Lacombe passes cannabis and tobacco bylaw

Lacombe passes cannabis and tobacco bylaw

Smoking, vaping and cannabis consumption banned in all public places

New “No Smoking” signs are already going up in Lacombe.

Lacombe city council passed the Cannabis and Tobacco Consumption Bylaw this week banning tobacco smoking, vaping and cannabis consumption in all public places.

“The bylaw provides us with a solid foundation for the upcoming legalization of cannabis,” said Mayor Grant Creasey.

Unlike some communities, Lacombe opted to deal with cannabis and tobacco in the same bylaw.
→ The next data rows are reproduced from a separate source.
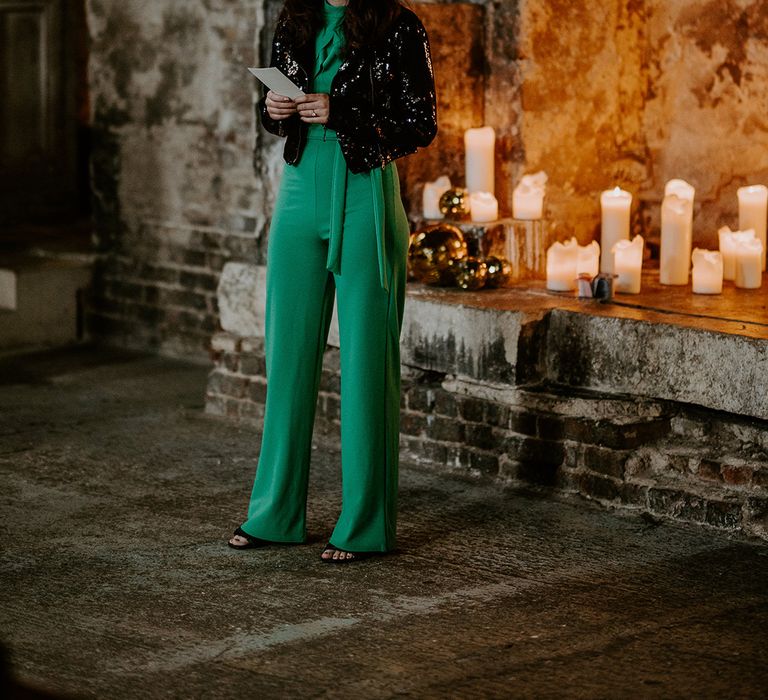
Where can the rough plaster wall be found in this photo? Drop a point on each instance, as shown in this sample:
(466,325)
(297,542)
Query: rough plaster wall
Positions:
(706,119)
(582,93)
(175,191)
(169,84)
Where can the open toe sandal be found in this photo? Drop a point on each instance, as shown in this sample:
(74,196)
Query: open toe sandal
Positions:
(356,556)
(252,543)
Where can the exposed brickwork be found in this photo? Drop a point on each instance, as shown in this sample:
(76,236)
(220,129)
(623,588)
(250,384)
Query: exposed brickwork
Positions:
(667,460)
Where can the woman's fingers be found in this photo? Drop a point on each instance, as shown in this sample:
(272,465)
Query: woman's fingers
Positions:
(313,108)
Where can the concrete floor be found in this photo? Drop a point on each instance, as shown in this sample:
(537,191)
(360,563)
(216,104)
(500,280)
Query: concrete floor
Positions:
(118,495)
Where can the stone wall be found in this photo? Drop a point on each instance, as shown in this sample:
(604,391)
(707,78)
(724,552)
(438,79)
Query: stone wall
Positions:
(597,402)
(622,92)
(175,192)
(706,115)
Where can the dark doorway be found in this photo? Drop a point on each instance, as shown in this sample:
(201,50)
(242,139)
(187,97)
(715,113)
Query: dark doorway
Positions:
(44,119)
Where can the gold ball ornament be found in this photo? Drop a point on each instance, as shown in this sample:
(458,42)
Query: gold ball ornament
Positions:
(454,203)
(431,252)
(471,273)
(499,271)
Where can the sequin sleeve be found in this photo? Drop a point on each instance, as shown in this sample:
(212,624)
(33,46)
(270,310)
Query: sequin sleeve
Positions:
(409,118)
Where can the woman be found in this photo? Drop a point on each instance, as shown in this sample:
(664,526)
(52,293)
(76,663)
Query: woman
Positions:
(339,227)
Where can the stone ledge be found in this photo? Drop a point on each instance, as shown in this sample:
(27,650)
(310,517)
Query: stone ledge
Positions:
(586,398)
The approach is meant to keep the regulations simple and easy to enforce.

In the downtown core, tobacco smoking is banned within five metres of any door, window or air intake of a public building.

A 10-metre setback had been proposed, but council voted to reduce it to five metres.

During council debate on Monday, Coun. Don Gullekson had called such a large setback “draconian” and said it would hurt downtown businesses.

Outside the core, smoking is banned within 10 metres of any public areas.

Councillors questioned staff about what this would mean for those using sidewalks and trails.

“Any smokers on sidewalks will have to abide by the 10‐metre distance from doors, windows and air‐intake systems,” says a report to council from acting corporate services director Diane Piché.

“As most trails are in a park‐like areas where fitness and recreation occurs, no

use of cannabis or tobacco will allowed.”

An amendment was proposed by Coun. Thalia Hibbs to allow tobacco smoking on trails but it was defeated.

“I think we’re just turning into too much of a nanny state here and I don’t support that,” Hibbs said.

The bylaw also sets regulations for minors. Those 17 and under “are not permitted to smoke, vape or consume cannabis or tobacco products via any means,” says chief administrative officer Matthew Goudy.

Now that the bylaw is passed, city staff will be posting “No Smoking” signs in all public locations, including parks, playgrounds, trails and city-owned facilities.

An education period will be allowed to ensure residents are aware of the new regulations before they face fines. A first offence of smoking tobacco or consuming cannabis in a public place is $250. The fine doubles on second offence and third and subsequent offences will land a $1,000 fine.